Periodic Reporting for period 2 - HyPPOCRATES (Medical Hyperspectral Image and Video Processing and Interpretation via Constrained Matrix and Tensor Factorization)
Periodo di rendicontazione: 2021-10-07 al 2022-10-06
Nowadays, massive amounts of imaging data are generated by various sources e.g. cellphone cameras, medical imaging devices, satellite imaging sensors, etc. The development of efficient algorithmic tools that will be capable of efficient processing and extracting valuable knowledge out of these data thus becomes a pressing need. At the same time, in several domains e.g. medical imaging, the reliability of algorithms is of utmost importance. Specifically, it is crucial to come up with some guarantees regarding the performance of the algorithms that will allow us to trust their results. HyPPOCRATES addressed all those challenges by proposing computationally efficient tools that perform these tasks while elaborating on a theoretical understanding of these algorithms by shedding light on important aspects such as recovery guarantees etc. HyPPOCRATES provided algorithms that can be applied to a wide range of imaging data.
The overall objective of the program was the development of a suite of machine learning algorithms that will be applied in various imaging tasks. The algorithms were built on state-of-the-art ideas of machine learning and nonconvex optimization theory and came up with theoretical guarantees as well strong empirical evidence that shows the efficiency of the derived methods. By incorporating information for the structure of imaging data such as spatial and spectral correlation which is an inherent characteristic of hyperspectral images, HyPPOCRATES algorithms can efficiently carry out tasks that are otherwise computationally expensive, requiring a significant amount of computational resources.
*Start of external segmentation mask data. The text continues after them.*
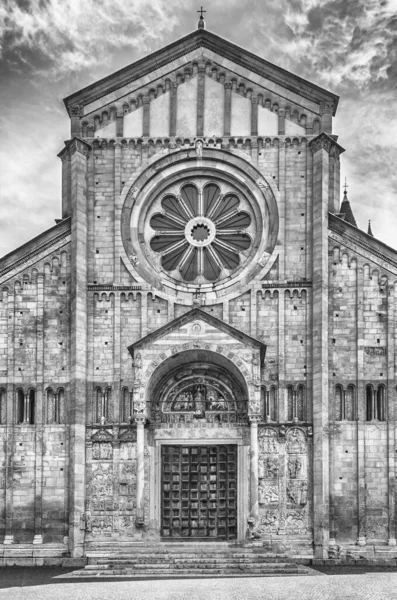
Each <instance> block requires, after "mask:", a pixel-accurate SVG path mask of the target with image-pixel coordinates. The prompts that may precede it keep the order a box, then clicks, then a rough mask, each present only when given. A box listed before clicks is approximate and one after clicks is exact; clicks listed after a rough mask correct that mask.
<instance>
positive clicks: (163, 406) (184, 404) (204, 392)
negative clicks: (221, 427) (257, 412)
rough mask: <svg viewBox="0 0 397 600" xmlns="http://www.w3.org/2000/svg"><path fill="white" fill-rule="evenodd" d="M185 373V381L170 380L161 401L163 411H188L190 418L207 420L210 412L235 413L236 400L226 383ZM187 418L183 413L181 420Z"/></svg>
mask: <svg viewBox="0 0 397 600" xmlns="http://www.w3.org/2000/svg"><path fill="white" fill-rule="evenodd" d="M186 375H187V381H186V380H182V381H179V382H172V381H171V382H170V384H169V391H168V393H167V394H166V397H165V399H164V400H163V402H162V412H163V413H182V414H185V413H190V414H191V415H192V417H191V418H195V419H197V418H207V419H208V420H211V413H227V414H229V415H230V414H234V415H235V414H236V412H237V401H236V399H235V396H234V394H233V392H232V390H231V389H230V388H229V387H228V386H227V385H226V384H224V383H223V382H222V381H219V380H215V379H209V378H207V377H194V376H192V373H187V374H186ZM187 419H188V417H187V415H186V414H185V416H184V418H183V419H182V420H183V421H186V420H187ZM179 421H180V419H179Z"/></svg>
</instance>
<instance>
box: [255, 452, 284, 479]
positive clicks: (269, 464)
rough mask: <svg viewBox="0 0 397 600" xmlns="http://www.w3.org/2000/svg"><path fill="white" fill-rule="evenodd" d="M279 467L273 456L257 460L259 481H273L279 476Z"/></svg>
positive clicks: (275, 460) (261, 456)
mask: <svg viewBox="0 0 397 600" xmlns="http://www.w3.org/2000/svg"><path fill="white" fill-rule="evenodd" d="M279 470H280V465H279V461H278V458H277V457H275V456H265V457H263V456H261V457H260V459H259V479H275V478H277V477H278V475H279Z"/></svg>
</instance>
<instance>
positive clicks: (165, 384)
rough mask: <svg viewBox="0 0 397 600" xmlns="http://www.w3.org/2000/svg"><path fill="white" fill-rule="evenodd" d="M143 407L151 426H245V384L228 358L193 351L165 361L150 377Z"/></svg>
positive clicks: (204, 350) (247, 392) (243, 377)
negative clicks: (167, 423) (211, 423)
mask: <svg viewBox="0 0 397 600" xmlns="http://www.w3.org/2000/svg"><path fill="white" fill-rule="evenodd" d="M147 406H148V408H149V410H150V419H151V420H152V421H153V422H154V423H155V424H161V423H194V422H195V421H207V422H215V423H216V422H220V423H236V424H237V423H239V424H243V423H247V422H248V421H247V414H248V388H247V383H246V381H245V379H244V377H243V375H242V373H241V372H240V371H239V369H238V368H237V367H236V365H235V364H234V363H233V362H231V361H230V360H229V359H228V358H226V357H225V356H223V355H220V354H217V353H216V352H212V351H208V350H201V349H194V350H187V351H184V352H180V353H177V354H174V355H172V356H170V357H169V358H167V359H166V360H165V361H164V362H163V363H162V364H161V365H160V366H159V367H158V368H157V369H156V371H155V372H154V373H153V375H152V377H151V379H150V381H149V384H148V388H147Z"/></svg>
The main contributions of HyPPOCRATES are summarized as follows:
1) We came up with a novel formulation for low-rank matrix factorization. With our approach we have demonstrated significant computational advantages over other state-of-the-art methods in problems such as hyperspectral image processing and matrix completion. Moreover, for the first time in the literature theoretical guarantees for the performance of the non-convex low-rank matrix factorization methods were developed.
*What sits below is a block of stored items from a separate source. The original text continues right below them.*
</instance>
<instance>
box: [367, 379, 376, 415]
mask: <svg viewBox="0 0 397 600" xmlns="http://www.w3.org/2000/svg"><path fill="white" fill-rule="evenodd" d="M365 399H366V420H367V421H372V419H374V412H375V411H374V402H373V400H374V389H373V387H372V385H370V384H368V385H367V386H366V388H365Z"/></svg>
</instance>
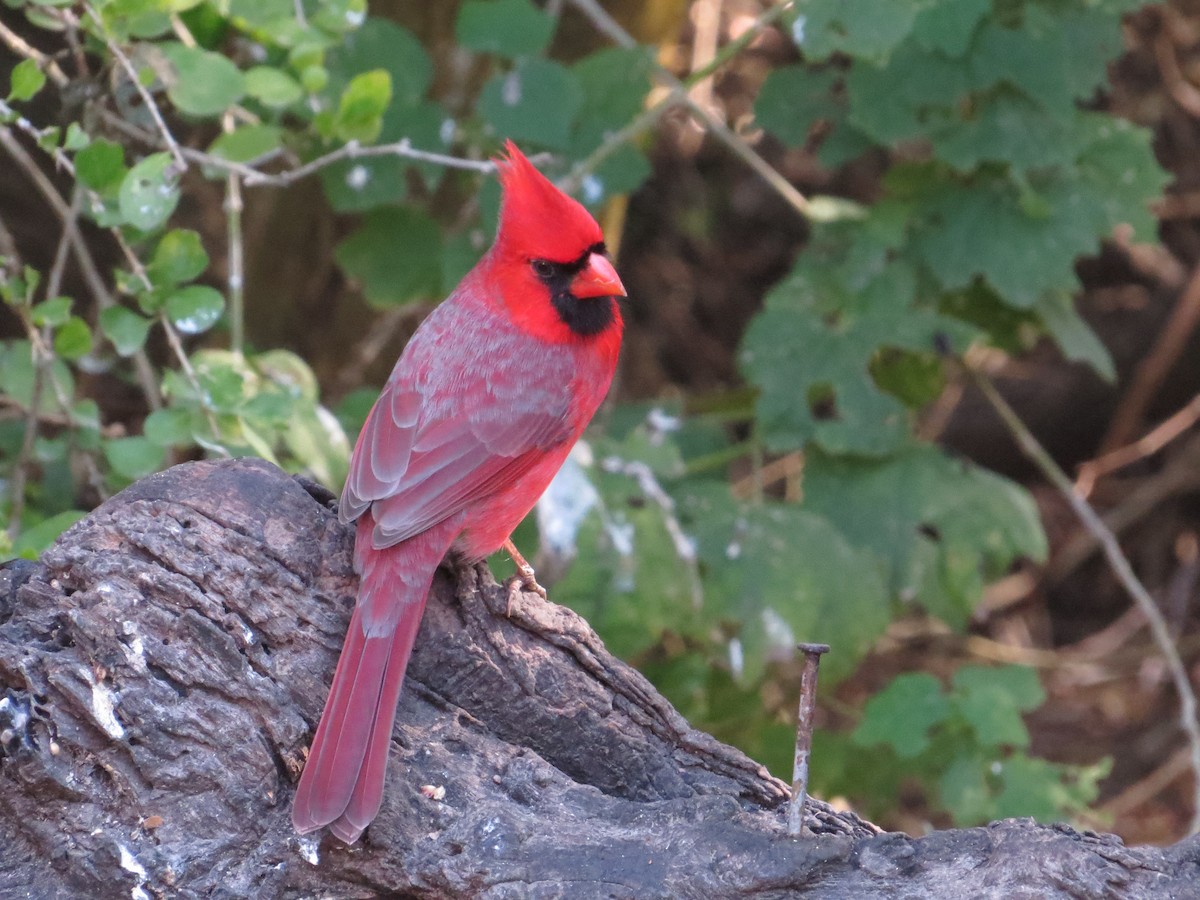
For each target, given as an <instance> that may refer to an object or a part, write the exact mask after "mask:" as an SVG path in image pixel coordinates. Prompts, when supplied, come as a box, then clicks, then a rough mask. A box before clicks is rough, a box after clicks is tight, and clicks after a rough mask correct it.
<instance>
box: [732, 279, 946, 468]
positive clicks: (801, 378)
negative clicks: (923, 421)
mask: <svg viewBox="0 0 1200 900" xmlns="http://www.w3.org/2000/svg"><path fill="white" fill-rule="evenodd" d="M881 259H882V257H881ZM872 265H874V263H872ZM878 270H880V274H878V275H877V276H876V277H874V278H871V277H870V276H871V271H870V269H864V268H862V266H859V271H858V272H857V275H856V277H858V278H860V280H862V283H858V284H847V283H844V282H841V281H840V280H834V278H832V277H829V272H828V270H826V271H824V274H822V270H821V269H818V268H816V266H811V265H810V264H809V263H808V260H805V259H803V258H802V260H800V263H799V264H798V266H797V270H796V271H793V274H792V275H791V276H790V277H788V278H786V280H785V281H784V282H781V283H780V284H779V286H776V287H775V288H773V289H772V290H770V292H769V293H768V295H767V302H766V308H764V310H763V311H762V312H761V313H758V314H757V316H756V317H755V318H754V320H752V322H751V323H750V326H749V328H748V329H746V334H745V336H744V337H743V341H742V349H740V353H739V361H740V365H742V371H743V373H744V374H745V376H746V378H748V379H749V380H750V382H751V383H754V384H756V385H757V386H758V388H760V395H758V398H757V401H756V419H757V421H758V426H760V430H761V432H762V436H763V437H764V438H766V442H767V445H768V446H769V448H770V449H772V450H779V451H787V450H792V449H798V448H802V446H804V445H805V444H809V443H815V444H818V445H821V446H822V448H824V449H827V450H829V451H830V452H838V454H844V452H853V454H866V455H872V456H880V455H884V454H889V452H893V451H895V450H896V449H898V448H899V446H900V445H901V444H902V443H904V442H905V440H906V438H907V434H908V430H910V414H908V413H907V410H906V409H905V408H904V406H902V404H901V403H900V402H899V401H898V400H896V397H895V396H893V395H892V394H888V392H884V391H883V390H881V388H880V385H878V384H877V383H876V382H875V378H874V376H872V372H871V367H872V360H874V358H875V355H876V354H877V353H878V350H880V348H881V347H890V348H895V349H906V350H912V352H918V353H919V352H926V353H928V352H931V350H932V349H934V347H935V346H936V342H937V341H940V340H943V338H950V340H952V341H953V340H954V338H960V340H961V338H964V337H965V330H964V329H962V326H961V324H960V323H955V322H954V320H952V319H949V318H947V317H944V316H940V314H937V313H935V312H932V311H929V310H923V308H919V307H918V306H916V299H917V288H916V276H914V274H913V272H912V270H911V269H908V268H907V266H905V265H904V264H902V263H900V262H895V263H893V264H890V265H882V264H880V265H878ZM810 271H811V274H810Z"/></svg>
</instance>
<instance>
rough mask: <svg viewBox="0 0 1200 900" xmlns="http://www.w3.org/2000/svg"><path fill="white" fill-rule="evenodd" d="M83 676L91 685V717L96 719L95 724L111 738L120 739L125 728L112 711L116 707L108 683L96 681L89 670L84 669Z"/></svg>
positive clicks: (124, 731) (115, 704) (115, 695)
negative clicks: (102, 728) (108, 687)
mask: <svg viewBox="0 0 1200 900" xmlns="http://www.w3.org/2000/svg"><path fill="white" fill-rule="evenodd" d="M84 678H85V680H86V682H88V683H89V684H90V685H91V718H92V719H95V720H96V724H97V725H98V726H100V727H101V728H103V730H104V733H106V734H108V737H110V738H113V740H120V739H121V738H124V737H125V728H124V727H122V726H121V724H120V722H119V721H116V713H115V712H114V710H115V709H116V701H118V697H116V695H115V694H113V691H110V690H109V689H108V685H106V684H103V683H102V682H97V680H96V677H95V676H94V674H92V673H91V672H90V671H88V670H84Z"/></svg>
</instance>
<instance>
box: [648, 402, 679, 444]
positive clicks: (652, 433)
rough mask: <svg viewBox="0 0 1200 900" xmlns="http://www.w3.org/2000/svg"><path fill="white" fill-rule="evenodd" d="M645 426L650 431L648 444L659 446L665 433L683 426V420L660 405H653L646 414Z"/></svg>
mask: <svg viewBox="0 0 1200 900" xmlns="http://www.w3.org/2000/svg"><path fill="white" fill-rule="evenodd" d="M646 427H647V428H649V431H650V445H652V446H659V445H660V444H662V442H664V440H665V439H666V437H667V434H670V433H671V432H673V431H679V428H682V427H683V420H682V419H680V418H679V416H678V415H671V413H668V412H666V410H665V409H662V408H661V407H654V408H653V409H650V412H649V413H647V414H646Z"/></svg>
2) We developed a suite of novel tensor decomposition algorithms that are suitably devised to efficiently process hyperspectral images and videos. Our work is the first that provides algorithms for performing tensor decomposition and model selection at the same time in a computationally efficient manner.
3) We developed a provably correct method for robust subspace recovery that can perform subspace estimation without requiring the knowledge of its rank. The resulting algorithm has been applied to the problem of subspace clustering of hyperspectral images offering significant advantages over other state-of-the-art methods. The results obtained during the action have been accepted and presented to top-tier prestigious peer-reviewed conferences in the fields of machine learning and signal processing, such as the International Conference on Learning Representations (ICLR), International Conference on Machine Learning (ICML), IEEE Transactions on Signal Processing, etc.
The ER has also disseminated the results of HyPPOCRATES by giving talks to research institutes (e.g. Swiss Data Science Center) and universities (e.g. JHU, Technical University of Crete, Ecole Polytechnique).